I needed to check the evenness of coverage across intervals of a bacterial genome that we were re-sequencing for various experimental reasons. I aligned my FASTQ to a reference genome from GenBank using Bowtie2. There are several nice tools in the SAMTools and BEDTools kits that produce either a base by base coverage count or a histogram of coverage showing how many bases are covered how deeply. I wanted a map at 1 Kb resolution. It took a while to figure out that I first need to make a BED file of intervals from my genome - with correct names for the 'chromosomes' that match the SAM header, and then use 'samtools bedcov' to get my intervals. Then a simple graph from Excel or R shows the coverage per interval along the genome.
Here are the steps (as much for me to remember as for usefulness to anyone else)
1) Create a Bowtie2 index of the reference genome (can be from GenBank, or can be a de novo assembly of contigs created locally from this FASTQ data). Reference_in must be FASTA format.
bt2_base is the name you will call the index.
bowtie2-build
2) Align the FASTQ file(s) to the Reference. bt2-idx is the name of the index created in the previous step. There are a ton of options for stringency of alignment, format of input data, etc. I set this to use 16 CPU threads. I usually like to leave out the unaligned reads, which can reduce the output file size somewhat. [Of course, the unalinged reads are the goal when you use Bowtie as a filter to remove human from microbiome data or any other sort of contaminant screen.]
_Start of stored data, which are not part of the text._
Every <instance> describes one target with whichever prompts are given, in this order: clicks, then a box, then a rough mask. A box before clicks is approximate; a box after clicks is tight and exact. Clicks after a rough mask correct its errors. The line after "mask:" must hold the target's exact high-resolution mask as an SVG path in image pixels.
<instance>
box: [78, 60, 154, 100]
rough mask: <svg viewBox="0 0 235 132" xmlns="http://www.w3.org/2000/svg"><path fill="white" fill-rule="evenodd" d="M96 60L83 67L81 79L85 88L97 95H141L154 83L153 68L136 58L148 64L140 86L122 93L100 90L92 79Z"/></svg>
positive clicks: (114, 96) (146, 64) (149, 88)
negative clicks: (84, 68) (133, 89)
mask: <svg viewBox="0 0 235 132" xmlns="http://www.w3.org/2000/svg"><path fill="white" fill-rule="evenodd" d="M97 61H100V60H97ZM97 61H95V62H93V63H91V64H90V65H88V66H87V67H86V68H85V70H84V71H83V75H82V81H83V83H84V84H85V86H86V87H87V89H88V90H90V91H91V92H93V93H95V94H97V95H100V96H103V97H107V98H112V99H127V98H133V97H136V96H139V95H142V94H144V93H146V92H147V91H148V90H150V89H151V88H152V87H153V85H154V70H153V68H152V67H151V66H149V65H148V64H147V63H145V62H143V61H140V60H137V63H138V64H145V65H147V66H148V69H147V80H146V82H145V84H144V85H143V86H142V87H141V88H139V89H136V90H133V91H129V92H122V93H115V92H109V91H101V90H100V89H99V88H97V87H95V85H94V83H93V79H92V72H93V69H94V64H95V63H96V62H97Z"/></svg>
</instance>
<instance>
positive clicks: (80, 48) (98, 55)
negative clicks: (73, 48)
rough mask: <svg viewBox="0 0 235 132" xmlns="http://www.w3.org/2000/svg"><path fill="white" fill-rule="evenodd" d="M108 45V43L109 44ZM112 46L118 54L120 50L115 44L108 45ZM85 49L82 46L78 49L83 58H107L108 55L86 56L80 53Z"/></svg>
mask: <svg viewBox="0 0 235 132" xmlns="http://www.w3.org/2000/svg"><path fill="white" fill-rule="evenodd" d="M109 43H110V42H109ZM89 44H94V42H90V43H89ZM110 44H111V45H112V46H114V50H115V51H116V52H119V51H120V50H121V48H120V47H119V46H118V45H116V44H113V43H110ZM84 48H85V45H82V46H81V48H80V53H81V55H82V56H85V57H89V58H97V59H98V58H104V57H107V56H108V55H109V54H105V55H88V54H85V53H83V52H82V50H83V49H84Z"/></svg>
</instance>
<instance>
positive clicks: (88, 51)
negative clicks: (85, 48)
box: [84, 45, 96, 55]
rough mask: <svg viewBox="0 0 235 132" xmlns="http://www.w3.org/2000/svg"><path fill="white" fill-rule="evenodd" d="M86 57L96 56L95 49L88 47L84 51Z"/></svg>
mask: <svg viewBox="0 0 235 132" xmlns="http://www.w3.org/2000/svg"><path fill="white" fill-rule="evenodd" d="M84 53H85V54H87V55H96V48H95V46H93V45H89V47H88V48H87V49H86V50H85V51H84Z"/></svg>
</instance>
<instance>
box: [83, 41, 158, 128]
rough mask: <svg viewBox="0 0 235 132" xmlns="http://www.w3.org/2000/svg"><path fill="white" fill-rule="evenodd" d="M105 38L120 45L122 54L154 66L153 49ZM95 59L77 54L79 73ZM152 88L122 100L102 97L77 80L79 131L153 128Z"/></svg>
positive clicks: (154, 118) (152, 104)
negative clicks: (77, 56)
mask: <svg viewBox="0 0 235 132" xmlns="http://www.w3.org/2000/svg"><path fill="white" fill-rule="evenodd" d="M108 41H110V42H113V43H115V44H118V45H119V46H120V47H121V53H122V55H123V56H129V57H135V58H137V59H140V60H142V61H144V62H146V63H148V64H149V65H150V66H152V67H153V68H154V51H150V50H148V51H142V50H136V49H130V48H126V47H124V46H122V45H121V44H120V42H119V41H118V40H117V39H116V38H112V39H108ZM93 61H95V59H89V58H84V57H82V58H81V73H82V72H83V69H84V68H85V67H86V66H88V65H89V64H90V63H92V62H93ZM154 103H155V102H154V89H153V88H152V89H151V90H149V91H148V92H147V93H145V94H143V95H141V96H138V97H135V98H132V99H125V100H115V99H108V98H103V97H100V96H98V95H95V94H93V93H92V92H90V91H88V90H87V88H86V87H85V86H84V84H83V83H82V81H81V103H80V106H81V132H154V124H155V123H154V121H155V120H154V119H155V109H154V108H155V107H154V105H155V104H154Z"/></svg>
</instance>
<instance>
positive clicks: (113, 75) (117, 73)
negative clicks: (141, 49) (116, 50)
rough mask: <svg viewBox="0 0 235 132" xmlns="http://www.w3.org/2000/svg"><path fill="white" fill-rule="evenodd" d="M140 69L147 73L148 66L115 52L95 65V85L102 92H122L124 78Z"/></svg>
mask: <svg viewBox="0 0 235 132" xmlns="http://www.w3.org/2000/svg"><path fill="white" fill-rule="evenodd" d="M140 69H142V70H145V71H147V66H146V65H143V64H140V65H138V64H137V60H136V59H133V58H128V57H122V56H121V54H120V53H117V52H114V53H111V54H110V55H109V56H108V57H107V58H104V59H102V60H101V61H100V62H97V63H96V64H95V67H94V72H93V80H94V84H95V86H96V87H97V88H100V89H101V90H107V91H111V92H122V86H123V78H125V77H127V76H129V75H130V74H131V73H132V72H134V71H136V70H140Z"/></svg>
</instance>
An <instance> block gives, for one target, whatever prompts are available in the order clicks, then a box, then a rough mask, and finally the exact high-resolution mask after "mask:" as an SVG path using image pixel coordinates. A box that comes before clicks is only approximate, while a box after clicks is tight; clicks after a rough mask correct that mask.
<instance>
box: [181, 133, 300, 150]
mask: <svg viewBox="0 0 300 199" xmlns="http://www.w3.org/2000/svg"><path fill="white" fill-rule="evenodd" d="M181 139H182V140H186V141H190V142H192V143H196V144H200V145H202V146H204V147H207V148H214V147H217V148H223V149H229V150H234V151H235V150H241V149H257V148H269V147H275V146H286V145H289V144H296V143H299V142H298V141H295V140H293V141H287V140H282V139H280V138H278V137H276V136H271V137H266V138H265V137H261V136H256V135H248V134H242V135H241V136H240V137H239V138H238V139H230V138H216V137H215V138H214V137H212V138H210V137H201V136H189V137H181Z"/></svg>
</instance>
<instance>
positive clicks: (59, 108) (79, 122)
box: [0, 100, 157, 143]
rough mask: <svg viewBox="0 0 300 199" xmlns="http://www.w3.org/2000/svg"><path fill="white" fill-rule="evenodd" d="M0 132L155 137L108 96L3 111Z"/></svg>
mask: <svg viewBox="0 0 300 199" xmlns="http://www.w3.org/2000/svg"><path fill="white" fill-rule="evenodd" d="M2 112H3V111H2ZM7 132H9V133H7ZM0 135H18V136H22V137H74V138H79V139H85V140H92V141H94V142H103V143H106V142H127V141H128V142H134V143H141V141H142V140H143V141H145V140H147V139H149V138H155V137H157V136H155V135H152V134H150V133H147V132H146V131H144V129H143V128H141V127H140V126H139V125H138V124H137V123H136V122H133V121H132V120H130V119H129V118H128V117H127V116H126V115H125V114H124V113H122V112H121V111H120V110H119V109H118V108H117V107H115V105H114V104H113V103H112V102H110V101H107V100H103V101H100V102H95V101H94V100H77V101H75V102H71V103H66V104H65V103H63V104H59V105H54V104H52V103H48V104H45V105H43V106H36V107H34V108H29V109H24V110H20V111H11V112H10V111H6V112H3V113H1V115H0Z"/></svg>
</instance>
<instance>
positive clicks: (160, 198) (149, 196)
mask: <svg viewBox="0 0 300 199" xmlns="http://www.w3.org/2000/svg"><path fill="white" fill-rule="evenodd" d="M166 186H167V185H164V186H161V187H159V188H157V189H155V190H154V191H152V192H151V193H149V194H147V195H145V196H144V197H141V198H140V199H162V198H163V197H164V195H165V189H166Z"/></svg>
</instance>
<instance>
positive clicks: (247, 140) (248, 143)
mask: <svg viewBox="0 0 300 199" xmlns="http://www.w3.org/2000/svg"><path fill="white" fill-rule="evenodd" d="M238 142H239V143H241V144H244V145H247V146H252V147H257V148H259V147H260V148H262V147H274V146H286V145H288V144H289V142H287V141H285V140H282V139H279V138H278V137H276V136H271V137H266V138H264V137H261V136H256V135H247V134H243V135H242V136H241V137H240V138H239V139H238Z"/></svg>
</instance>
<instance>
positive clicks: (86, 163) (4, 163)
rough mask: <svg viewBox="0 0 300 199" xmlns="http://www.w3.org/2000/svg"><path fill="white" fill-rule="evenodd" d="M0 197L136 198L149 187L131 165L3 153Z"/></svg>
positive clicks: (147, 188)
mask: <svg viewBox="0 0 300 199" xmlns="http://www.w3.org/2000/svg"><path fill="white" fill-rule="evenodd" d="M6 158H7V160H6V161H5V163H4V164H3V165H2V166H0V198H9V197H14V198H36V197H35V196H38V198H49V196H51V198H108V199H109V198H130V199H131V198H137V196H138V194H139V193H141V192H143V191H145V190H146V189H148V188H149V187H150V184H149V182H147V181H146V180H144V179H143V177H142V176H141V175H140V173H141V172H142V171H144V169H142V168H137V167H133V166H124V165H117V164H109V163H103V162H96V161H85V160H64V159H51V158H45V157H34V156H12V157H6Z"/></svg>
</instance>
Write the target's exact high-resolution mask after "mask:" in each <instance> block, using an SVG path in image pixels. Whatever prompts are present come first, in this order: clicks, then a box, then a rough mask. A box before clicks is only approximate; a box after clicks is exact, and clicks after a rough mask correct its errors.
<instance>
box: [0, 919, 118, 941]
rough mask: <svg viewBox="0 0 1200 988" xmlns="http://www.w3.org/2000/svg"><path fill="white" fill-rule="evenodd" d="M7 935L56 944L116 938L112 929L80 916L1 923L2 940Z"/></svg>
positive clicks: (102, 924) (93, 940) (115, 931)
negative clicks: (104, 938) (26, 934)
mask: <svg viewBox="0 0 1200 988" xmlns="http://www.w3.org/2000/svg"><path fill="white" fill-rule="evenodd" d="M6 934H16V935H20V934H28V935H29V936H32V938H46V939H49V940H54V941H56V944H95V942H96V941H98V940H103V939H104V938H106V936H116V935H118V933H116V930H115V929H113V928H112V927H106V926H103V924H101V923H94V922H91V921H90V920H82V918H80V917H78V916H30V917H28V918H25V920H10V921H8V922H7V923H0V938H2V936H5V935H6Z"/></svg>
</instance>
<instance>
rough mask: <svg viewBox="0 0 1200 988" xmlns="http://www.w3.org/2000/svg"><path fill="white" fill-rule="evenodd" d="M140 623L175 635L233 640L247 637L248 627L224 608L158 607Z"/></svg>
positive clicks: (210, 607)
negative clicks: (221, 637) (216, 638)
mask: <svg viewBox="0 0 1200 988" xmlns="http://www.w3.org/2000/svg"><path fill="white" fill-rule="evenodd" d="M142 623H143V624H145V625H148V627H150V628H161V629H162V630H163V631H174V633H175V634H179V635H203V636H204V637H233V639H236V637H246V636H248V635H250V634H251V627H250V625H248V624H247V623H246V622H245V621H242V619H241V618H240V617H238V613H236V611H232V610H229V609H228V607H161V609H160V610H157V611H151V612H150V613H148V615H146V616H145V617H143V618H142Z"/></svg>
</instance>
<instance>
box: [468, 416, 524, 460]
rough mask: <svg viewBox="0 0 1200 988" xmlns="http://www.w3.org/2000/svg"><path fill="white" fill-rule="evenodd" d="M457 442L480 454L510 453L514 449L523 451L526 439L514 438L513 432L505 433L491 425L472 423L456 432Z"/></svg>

bowtie2 -p 16 --no-unal -x
3) Is is annoying that Bowtie produces output in SAM format, and 99% of the time, the very first thing you have to do is convert to sorted BAM. Note that samtools sort puts its own .bam on the end, so if your are not careful you will get files named output.bam.bam
samtools view -bS output.sam | samtools sort - file_sorted
4) Create a 'genome' file for your reference genome. This is just a tab delimited file that names the chromosomes (or individudal sequences that may be in a multi-FASTA file, such as contig names).
It is super easy to mess this up. The best way is to view the top of your output.sam file created by bowtie2. The lines that start with @ are your chromosome headers, and they very helpfully already show the length of each one. This is a bit of a pain if you have a genome with lots of contigs, but a little 'cut' and 'paste' in bash or Excel will get you there.
Here is what mine looked like:
@HD VN:1.0 SO:unsorted
@SQ SN:MKZW02000001.1 LN:5520555
@SQ SN:MKZW02000002.1 LN:248293
@PG ID:bowtie2 PN:bowtie2 VN:2.2.7 CL:"/local/apps/bowtie2/2.2.7/bowtie2-align-s --wrapper basic-0 -p 8 -x Kluy
and here is the genome file I made:
MKZW02000001.1 5520555
MKZW02000002.1 248293
5) Make a set of intervals with bedtools makewindows. I wanted 1 Kb intervals, so I use -w 1000.
The result is a simple BED file with one line for each 1Kb window of the genome.
bedtools makewindows -g genome.txt -w 1000 > genome_1k.bed
$ more genome_1k.bed
MKZW02000001.1 0 1000
MKZW02000001.1 1000 2000
MKZW02000001.1 2000 3000
MKZW02000001.1 3000 4000
6) Use samtools bedcov to count the total number of bases in the BAM file that are located in each of the intervals ('sum of per base read depths per BED region'). This works much faster than any other coverage tool that I have tested.
samtools bedcov genome_1k.bed kv_sorted.bam > kv_1k.cov
7) Divide the sum of coverage by the window size (/1000 in my case), and plot the average coverage per window as a scatter plot, using the end of each interval as the X axis and the coverage as the Y.
Histogram will only work nicely if you have very few intervals. In my case, high and low coverage outlier intervals are easily visible.